Businesses team up with transport agency to investigate discrepancies in Fuelsaver data.
Posted on 08 April, 2022
Emissions figures ‘exaggerated’

A company that supplies compliance certificates for vehicles imported into New Zealand has flagged up issues with Fuelsaver data when it comes to the feebate scheme, which got under way this month.

Joe Barnett, of SOC NZ Ltd, says it has become evident that for many European vehicles the carbon dioxide (CO2) emissions that have been recorded by the government appear to be “higher than expected”.

With the introduction of the clean car discount on April 1, to be followed by the roll-out of the clean car standard in January 2023, his company has teamed up with Munich-based TUV SUD and Waka Kotahi to investigate this.

Barnett says: “It appears that due to the method used in Japan to identify the CO2 emissions of European homologated vehicles, the CO2 values may be exaggerated.”

He points out this may add to the costs of registration for the clean car discount and, “as a double whammy”, also to compliance costs when the standard is launched.

SOC NZ Ltd has now reached an agreement with Waka Kotahi whereby its certificates will be changed, with effect from the start of this month, to include CO2 emissions data.

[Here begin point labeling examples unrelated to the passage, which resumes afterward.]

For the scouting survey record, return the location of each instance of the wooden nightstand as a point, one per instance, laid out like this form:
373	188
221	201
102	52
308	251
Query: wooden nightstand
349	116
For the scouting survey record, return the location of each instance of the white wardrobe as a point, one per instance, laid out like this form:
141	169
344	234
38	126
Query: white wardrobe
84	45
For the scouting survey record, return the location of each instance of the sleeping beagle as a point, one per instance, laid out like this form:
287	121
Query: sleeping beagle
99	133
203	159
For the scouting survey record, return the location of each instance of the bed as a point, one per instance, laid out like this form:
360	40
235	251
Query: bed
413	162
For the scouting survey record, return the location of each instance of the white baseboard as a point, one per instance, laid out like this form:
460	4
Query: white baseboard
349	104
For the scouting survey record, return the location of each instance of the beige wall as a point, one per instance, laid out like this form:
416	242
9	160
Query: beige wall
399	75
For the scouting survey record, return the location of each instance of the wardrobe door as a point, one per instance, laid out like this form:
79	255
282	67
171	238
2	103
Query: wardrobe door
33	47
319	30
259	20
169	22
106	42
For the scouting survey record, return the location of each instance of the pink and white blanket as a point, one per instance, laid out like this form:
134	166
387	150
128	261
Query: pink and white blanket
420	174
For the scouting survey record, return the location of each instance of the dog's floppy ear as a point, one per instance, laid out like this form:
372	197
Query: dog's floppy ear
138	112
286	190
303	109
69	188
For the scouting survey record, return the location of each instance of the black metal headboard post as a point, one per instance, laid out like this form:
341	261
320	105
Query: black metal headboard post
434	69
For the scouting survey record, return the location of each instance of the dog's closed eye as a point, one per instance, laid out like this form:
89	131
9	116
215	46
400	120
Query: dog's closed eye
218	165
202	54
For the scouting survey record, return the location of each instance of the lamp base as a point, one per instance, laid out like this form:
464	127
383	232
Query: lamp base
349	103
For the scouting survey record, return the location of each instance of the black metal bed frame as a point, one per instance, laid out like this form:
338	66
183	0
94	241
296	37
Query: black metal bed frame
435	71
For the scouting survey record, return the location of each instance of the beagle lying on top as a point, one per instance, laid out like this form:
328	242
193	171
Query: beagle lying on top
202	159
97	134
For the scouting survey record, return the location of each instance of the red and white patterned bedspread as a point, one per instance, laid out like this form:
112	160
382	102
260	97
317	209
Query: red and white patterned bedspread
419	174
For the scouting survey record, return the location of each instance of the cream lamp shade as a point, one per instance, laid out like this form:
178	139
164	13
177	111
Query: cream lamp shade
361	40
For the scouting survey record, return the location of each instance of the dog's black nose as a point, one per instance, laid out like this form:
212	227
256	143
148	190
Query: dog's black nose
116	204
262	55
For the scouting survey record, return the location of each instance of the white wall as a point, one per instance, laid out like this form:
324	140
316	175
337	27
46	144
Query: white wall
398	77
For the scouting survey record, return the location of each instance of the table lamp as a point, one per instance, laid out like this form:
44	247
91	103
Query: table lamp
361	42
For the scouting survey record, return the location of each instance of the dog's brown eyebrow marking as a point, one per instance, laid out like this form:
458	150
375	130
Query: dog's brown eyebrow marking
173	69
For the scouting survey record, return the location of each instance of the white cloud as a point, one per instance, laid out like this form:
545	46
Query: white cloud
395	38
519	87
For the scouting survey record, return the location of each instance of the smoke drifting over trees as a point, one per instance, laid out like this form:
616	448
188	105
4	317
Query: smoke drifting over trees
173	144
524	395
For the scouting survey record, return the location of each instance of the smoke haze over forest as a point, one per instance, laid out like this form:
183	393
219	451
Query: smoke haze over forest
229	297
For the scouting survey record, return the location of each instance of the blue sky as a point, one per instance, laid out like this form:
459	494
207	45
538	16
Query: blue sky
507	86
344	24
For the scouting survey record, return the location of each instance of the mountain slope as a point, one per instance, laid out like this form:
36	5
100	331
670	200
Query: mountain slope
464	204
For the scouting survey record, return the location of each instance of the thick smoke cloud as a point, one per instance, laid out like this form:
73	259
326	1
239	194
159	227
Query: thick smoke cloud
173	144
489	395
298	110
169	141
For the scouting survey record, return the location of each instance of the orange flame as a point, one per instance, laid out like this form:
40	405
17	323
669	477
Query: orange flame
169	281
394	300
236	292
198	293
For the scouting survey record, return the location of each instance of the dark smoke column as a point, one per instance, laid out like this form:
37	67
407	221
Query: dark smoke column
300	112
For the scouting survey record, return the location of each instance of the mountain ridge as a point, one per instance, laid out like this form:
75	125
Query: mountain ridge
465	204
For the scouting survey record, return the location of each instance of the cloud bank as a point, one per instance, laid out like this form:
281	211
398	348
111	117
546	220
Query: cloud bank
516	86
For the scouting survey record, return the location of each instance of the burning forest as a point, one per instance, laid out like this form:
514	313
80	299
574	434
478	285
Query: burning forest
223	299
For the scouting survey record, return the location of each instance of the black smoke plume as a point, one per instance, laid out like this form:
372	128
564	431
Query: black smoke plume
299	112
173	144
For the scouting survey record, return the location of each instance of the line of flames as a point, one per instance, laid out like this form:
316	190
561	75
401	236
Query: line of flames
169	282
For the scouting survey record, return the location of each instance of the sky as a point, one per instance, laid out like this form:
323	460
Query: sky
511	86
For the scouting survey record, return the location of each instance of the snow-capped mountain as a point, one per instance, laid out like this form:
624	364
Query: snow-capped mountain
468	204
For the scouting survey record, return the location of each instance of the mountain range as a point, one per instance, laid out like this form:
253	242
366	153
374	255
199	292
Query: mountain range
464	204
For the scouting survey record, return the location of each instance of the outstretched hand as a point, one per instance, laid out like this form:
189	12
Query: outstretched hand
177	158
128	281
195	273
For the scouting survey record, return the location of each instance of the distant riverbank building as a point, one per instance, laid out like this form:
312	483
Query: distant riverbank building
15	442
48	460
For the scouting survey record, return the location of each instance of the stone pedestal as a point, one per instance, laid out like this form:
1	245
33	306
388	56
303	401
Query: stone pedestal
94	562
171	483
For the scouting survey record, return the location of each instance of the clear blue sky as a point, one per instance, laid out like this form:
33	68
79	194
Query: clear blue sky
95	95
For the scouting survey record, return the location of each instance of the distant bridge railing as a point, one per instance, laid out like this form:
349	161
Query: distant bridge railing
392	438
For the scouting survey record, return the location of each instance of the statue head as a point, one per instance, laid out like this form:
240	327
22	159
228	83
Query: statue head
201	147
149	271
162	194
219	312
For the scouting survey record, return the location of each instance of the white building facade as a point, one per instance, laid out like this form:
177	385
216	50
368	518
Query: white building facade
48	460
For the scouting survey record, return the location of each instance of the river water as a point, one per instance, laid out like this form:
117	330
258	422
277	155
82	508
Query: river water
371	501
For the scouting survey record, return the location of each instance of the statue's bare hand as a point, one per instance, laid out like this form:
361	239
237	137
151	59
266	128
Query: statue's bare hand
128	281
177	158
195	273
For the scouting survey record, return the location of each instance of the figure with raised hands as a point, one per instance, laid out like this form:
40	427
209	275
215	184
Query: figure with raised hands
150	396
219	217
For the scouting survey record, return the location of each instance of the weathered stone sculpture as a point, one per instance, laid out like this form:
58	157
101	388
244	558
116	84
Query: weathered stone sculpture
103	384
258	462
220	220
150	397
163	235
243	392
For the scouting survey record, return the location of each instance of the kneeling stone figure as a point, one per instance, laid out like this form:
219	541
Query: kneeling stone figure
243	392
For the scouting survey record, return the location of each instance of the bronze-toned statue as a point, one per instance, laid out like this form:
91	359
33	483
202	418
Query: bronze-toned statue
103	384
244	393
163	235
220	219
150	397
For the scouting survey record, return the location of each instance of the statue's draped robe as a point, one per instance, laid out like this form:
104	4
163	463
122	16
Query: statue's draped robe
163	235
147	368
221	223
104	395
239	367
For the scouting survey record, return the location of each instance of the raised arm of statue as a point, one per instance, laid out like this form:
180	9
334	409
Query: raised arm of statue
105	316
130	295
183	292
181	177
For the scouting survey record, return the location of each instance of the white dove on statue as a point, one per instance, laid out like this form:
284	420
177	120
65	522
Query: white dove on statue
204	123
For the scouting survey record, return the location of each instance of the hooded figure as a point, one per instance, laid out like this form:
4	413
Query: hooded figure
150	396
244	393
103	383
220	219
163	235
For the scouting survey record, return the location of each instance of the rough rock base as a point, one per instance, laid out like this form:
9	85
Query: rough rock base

“If the data on our certificate gives a lower value than the data on Fuelsaver, we will be able to change the values for that specific VIN on the system, which can give significant savings,” explains Barnett.

“As with all Euro-homologated vehicles, this will be VIN-specific and a certificate will be required for every car.”

Barnett cites the example of a 2011 BMW 320i wagon. On Fuelsaver, this comes up with a rating of 206gCO2/km and attracts a registration charge of $862.50. With an SOC NZ certificate, it comes in as 164gCO2/km and attracts no fee.

“The way the system is designed and using the current feebate parameters, a vehicle producing over 191g/km will be liable for a CCD fee with a cap of $2,875 [equivalent to 253gCO2/km].”

Barnett adds that – in some extreme cases – he has been told some used plug-in hybrids will attract the full fee of $2,875 “when our initial generic investigation indicates they would, in fact, be due to a significant rebate”.

“What this means effectively is that if a CO2 value can be reduced to be between 191g/km and 253g/km [currently], then there will be a saving at time of registration.

“As yet, we have not gathered a database of vehicles which will benefit. But this will build as we produce more certificates and from data we have in New Zealand.”